Es extraño recordar a quien conoces de toda la vida. No es como volver a la casa en que creciste y darte cuenta de que ha dejado su forma impresa en ti, de que las paredes que has levantado y las puertas que has abierto desde tu partida siguen el diseño que viste por primera vez aquí. Es, más bien, como regresar a casa y ver a tu madre o hermana, que tienen edad suficiente para no haber crecido desde que te fuiste pero no tanta como para no haber envejecido, y darte cuenta por primera vez del aspecto que tienen para el resto del mundo, de lo bellas que te parecerían si no las conocieras de antemano; darte cuenta, en fin, de lo que vieron tu padre y tu cuñado cuando más las juzgaron pero menos las conocieron.
– ¿Honestamente? -Dice Gil-. No lo he decidido. No estoy seguro de que mi padre sea la persona adecuada para dar consejos. El Saab fue idea suya, y fue un gran error. Estaba pensando en lo que le hubiera gustado tener a mi edad. Me habla como si yo fuera otra persona.
Gil tenía razón. Ya no es el estudiante de primero que pone a volar un par de pantalones en Nassau Hall. Se ha vuelto más cuidadoso, más circunspecto. Viéndolo, uno lo tomaría por alguien experimentado y retraído.

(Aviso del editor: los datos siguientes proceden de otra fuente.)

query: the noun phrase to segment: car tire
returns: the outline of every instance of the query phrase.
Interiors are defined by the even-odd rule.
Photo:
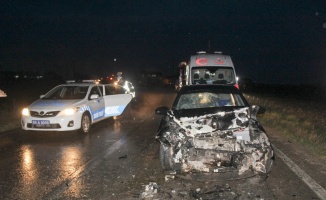
[[[172,147],[170,145],[160,145],[160,161],[164,170],[173,170]]]
[[[81,118],[80,132],[88,133],[91,128],[91,117],[88,113],[84,113]]]

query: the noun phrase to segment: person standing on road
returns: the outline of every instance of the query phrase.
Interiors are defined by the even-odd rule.
[[[122,72],[117,73],[117,84],[123,86],[124,85],[124,80],[122,78]]]

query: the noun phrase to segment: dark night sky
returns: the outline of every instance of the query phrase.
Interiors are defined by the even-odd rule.
[[[171,74],[208,41],[240,77],[326,85],[324,0],[0,3],[0,71]]]

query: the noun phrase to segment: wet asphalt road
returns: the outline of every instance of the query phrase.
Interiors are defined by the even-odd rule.
[[[267,180],[166,180],[154,109],[174,97],[169,88],[138,91],[122,116],[94,124],[89,134],[0,134],[0,199],[318,199],[277,156]]]

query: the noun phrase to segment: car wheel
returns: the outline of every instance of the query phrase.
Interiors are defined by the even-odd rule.
[[[89,114],[84,113],[81,118],[80,132],[88,133],[90,128],[91,128],[91,118]]]
[[[160,145],[160,161],[164,170],[173,170],[172,147],[166,144]]]

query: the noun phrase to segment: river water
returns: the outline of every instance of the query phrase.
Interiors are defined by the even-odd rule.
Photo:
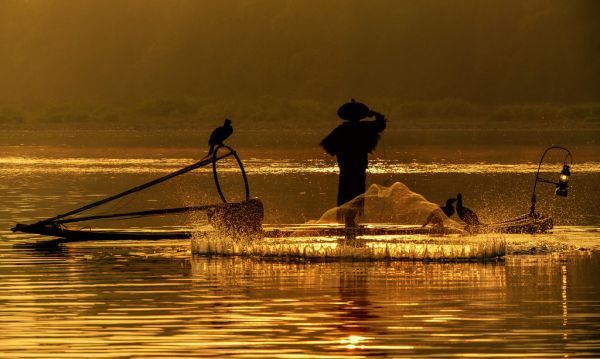
[[[335,204],[328,159],[253,153],[265,222],[302,223]],[[557,228],[506,236],[504,260],[477,263],[276,261],[198,256],[189,241],[33,247],[29,223],[193,162],[126,156],[0,158],[0,357],[594,357],[600,355],[600,164],[573,167],[571,193],[540,186]],[[553,165],[544,175],[554,176]],[[442,203],[462,192],[484,221],[528,210],[532,163],[375,160],[371,183],[402,181]],[[222,167],[228,196],[243,191]],[[99,209],[217,199],[198,171]],[[189,218],[95,223],[180,228]],[[516,250],[518,248],[518,250]],[[535,253],[535,254],[532,254]]]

La autoridad natural que hay en su manera de hablar y en su lenguaje corporal es ahora más pronunciada: es una cualidad que el Ivy ha sabido cultivar. Lleva ropa un tono más oscuro, y su pelo, que siempre ha llevado lo bastante largo como para llamar la atención, ahora nunca está despeinado. Ha engordado un poco, lo cual lo vuelve guapo de una manera distinta, un poco más seria, y las pequeñas afectaciones que trajo de Exeter -el anillo que llevaba en el dedo meñique, el pendiente en la oreja- han desaparecido calladamente.
– Supongo que esperaré hasta último minuto. Lo decidiré durante la graduación: algo espontáneo, algo inesperado. Tal vez dedicarme a la arquitectura. Tal vez volver a navegar.
Y aquí está, cambiándose de ropa, quitándose los pantalones de lana delante de mí sin darse cuenta del perfecto desconocido que soy: su nueva versión todavía no me ha conocido. Me doy cuenta de que tal vez soy un extraño para mí mismo, de que nunca he podido ver a la persona que Katie estuvo esperando ayer durante toda la noche: el último modelo, el yo más actualizado. En todo esto hay un acertijo, una paradoja. Ranas y pozos y el curioso caso de Tom Sullivan, que se miraba al espejo y podía ver el pasado.